The logic used here is a straightforward conditional probability framework. You define:
A: event “the hidden face is color C.”
B: event “the other observed faces (some number k out of 6) have a specified color pattern.”
You compute P(A∩B) by summing over all cubes that can produce event B and also have color C on the hidden face, factoring in orientation probabilities.
This approach can handle any combination of observed colors on the visible faces and any question about the hidden face. The subtlety is making sure you correctly account for how many orientations yield the observed pattern for each type of smaller cube in the puzzle.
If we introduce a random variable representing the number of green faces we see, how could we approach the problem?
Consider a random variable X: the number of green faces observed among the 5 visible sides. In our puzzle, we specifically look at the situation X=0 (meaning we see 0 green among the 5 visible faces, i.e., all 5 are white). One could try to find P(X=0) directly by enumerating for each type of smaller cube:
Probability of picking that type of cube (corner, edge, face-center, interior).
Probability that when placed in a random orientation, none of the 5 visible faces is green.
That directly yields P(X=0). If we define Y as an indicator for the bottom face being white, then P(Y=1∣X=0) is the probability we want. This random-variable perspective is just a formal restatement of the conditional probability approach used, but it sometimes helps in an interview to show you can frame it as a standard random variable problem.

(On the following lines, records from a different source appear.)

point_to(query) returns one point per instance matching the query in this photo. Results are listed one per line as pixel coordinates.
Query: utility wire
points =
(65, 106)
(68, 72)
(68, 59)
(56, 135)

Are there practical reasons why some smaller cubes might be more likely to show 5 white faces than others in a real experiment?
Yes, real-world phenomena can introduce biases. For example, the interior cube might be located in such a way that it’s slightly heavier or shaped differently at the edges (maybe from the manufacturing process or small variations in the cut). This might affect how it naturally tends to rest on a surface. On the other hand, face-centered cubes might land “green-face-down” more or less often depending on friction or subtle physical differences. If any such bias exists, the probability that you pick up a cube and casually place it with 5 white faces showing might differ from the simple uniform orientation assumption.
In many puzzle or interview contexts, these physical details are considered negligible or nonexistent. However, strictly speaking, any non-uniform orientation distribution would change the denominators in the probability calculations and could shift the result away from 1/2. This is more of a caution about applying pure theoretical puzzle logic to real physical scenarios, an issue common in many puzzle-based questions.
Could we incorporate a Bayesian updating process if, for instance, we suspected a certain prior on how the cube might land?
Absolutely. Bayesian updating allows you to incorporate a prior belief about which cubes are likely to be chosen or how orientations might occur. For instance, suppose you believed that the all-white interior cube is less likely to be randomly selected because it’s physically in the middle of the stacked cubes. You might assign a prior probability smaller than 1/27 to that interior cube. When you observe “5 visible white faces,” you update your posterior probability that you actually picked the interior cube. That posterior probability may differ from 1/2. The standard puzzle assumes a uniform prior for both selection and orientation, which leads us to the clean 1/2 result. But the Bayesian methodology is flexible enough to handle any prior distribution, showing how you can generalize these sorts of puzzles to real-life contexts where uniformity is not guaranteed.